The Commission wants to see an end to the two-quote system, a move to an online application process and a GDPR consent box to facilitate data sharing. It also argues for a maintenance grant to help with the financial burden of studying with a disability.

Surprisingly, research by the Commission revealed that 40% of disabled students had not heard of the DSA before they started their course. Nonetheless surveys of students by the Commission and the Department for Education show that they value the support DSA provides.

A 2018 survey by DfE reported that 68% of DSA recipients polled agreed that the support they received enabled them to participate more fully in their course and 55% of those in receipt of DSA agreed that the DSA support they receive meets all of their needs, although 28% disagreed.

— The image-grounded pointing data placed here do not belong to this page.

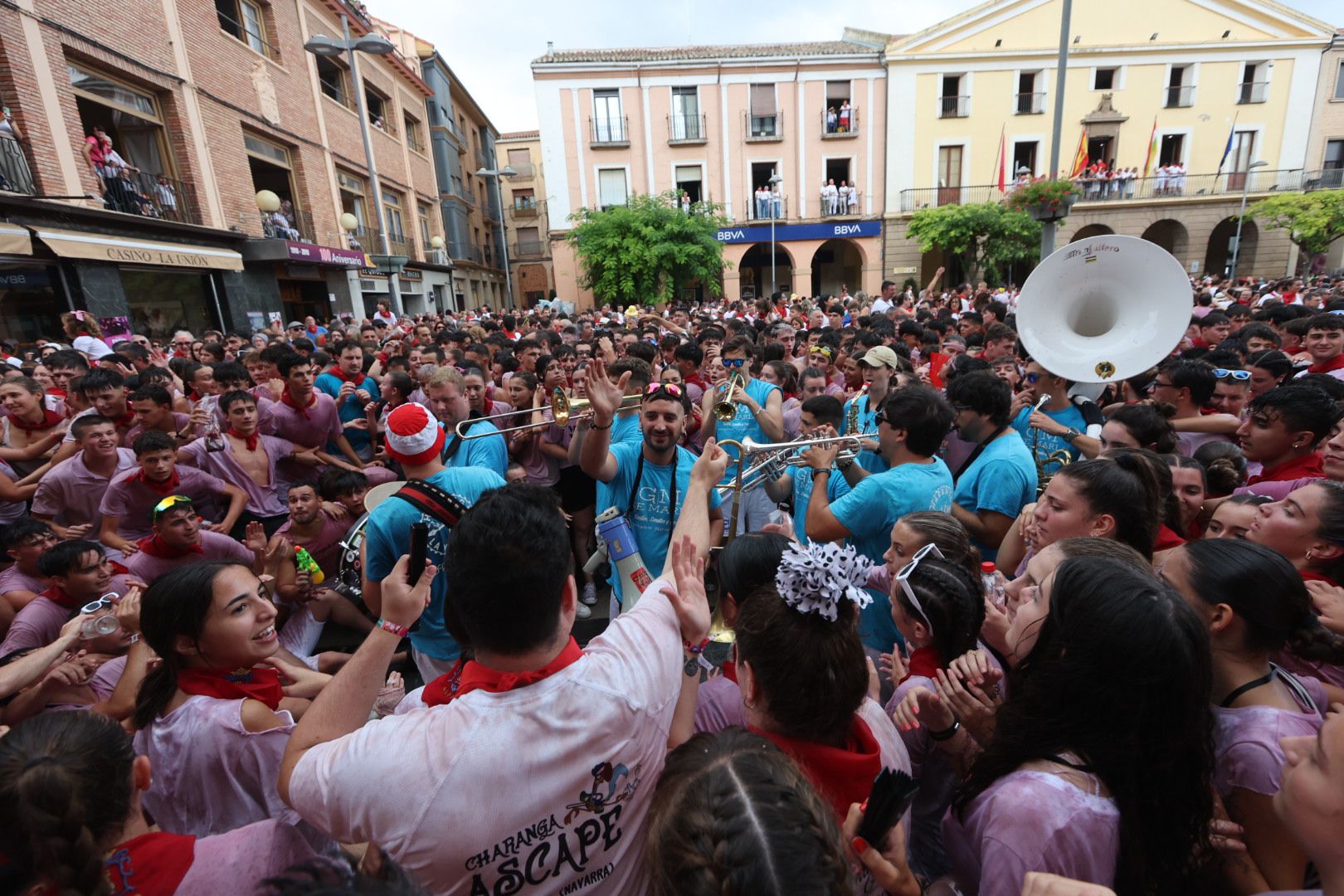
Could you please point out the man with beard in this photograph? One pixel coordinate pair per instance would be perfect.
(647, 480)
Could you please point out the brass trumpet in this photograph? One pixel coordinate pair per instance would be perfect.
(726, 409)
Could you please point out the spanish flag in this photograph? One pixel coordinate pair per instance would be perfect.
(1079, 158)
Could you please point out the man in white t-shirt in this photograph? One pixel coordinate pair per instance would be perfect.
(533, 763)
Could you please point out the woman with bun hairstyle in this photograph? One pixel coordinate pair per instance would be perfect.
(1254, 606)
(71, 793)
(1101, 762)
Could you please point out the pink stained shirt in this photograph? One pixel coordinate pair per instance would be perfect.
(71, 494)
(214, 547)
(214, 776)
(262, 500)
(585, 744)
(132, 501)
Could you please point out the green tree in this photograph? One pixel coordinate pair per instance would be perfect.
(647, 250)
(986, 236)
(1313, 221)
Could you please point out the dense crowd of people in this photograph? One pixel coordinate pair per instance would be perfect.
(976, 627)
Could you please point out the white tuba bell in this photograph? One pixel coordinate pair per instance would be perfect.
(1103, 309)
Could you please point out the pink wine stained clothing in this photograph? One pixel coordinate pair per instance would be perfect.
(212, 774)
(1032, 821)
(262, 500)
(1246, 750)
(570, 761)
(71, 494)
(212, 547)
(134, 501)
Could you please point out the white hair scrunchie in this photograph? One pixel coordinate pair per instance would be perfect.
(813, 578)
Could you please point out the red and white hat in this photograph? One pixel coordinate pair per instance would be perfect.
(413, 434)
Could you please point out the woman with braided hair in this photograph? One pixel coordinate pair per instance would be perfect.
(71, 789)
(1254, 606)
(733, 813)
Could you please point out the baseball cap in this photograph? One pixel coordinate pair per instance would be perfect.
(880, 356)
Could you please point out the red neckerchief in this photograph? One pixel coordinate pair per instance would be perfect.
(1166, 538)
(251, 440)
(841, 774)
(343, 377)
(470, 676)
(49, 419)
(164, 488)
(153, 863)
(1333, 364)
(155, 547)
(1304, 468)
(923, 663)
(285, 398)
(233, 684)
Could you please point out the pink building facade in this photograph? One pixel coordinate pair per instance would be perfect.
(784, 134)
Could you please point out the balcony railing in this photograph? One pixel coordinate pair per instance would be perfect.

“The government and the sector must not settle for a system which doesn’t function as well as it could, or which creates further challenges and barriers for some disabled students,” the Commission concludes.

Despite examples of good practice Higher Education Providers (HEPs) also come in for criticism. Many HEPs are struggling to cope with rising numbers of disabled students, especially of those declaring specific learning difficulties and mental health issues.

“We heard about students, due to a lack of accessibility, regularly being physically unable to get to or sit in lecture theatres or other academic spaces; unable to access learning materials; not receiving lecture capture where it has been promised; and not receiving other reasonable adjustments set out in their support plans, including adjustments to assessments,” says the Commission.

It recommends that HEPs:

  • Appoint a senior person to lead on improving the experiences of disabled students
  • Undertake a review of disabled students’ access to teaching and learning
  • Improve the training of academic staff
  • Reduce the administrative burden on their disabled students.

The Higher Education Commission is made up of leaders from the education sector, the business community and the major political parties. It is chaired by Professor the Lord Norton of Louth, a Conservative peer and academic. Co-Chairs are Lord Philip Norton of Louth, Lord David Blunkett of Brightside and Professor Kathryn Mitchell, Vice Chancellor of the University of Derby.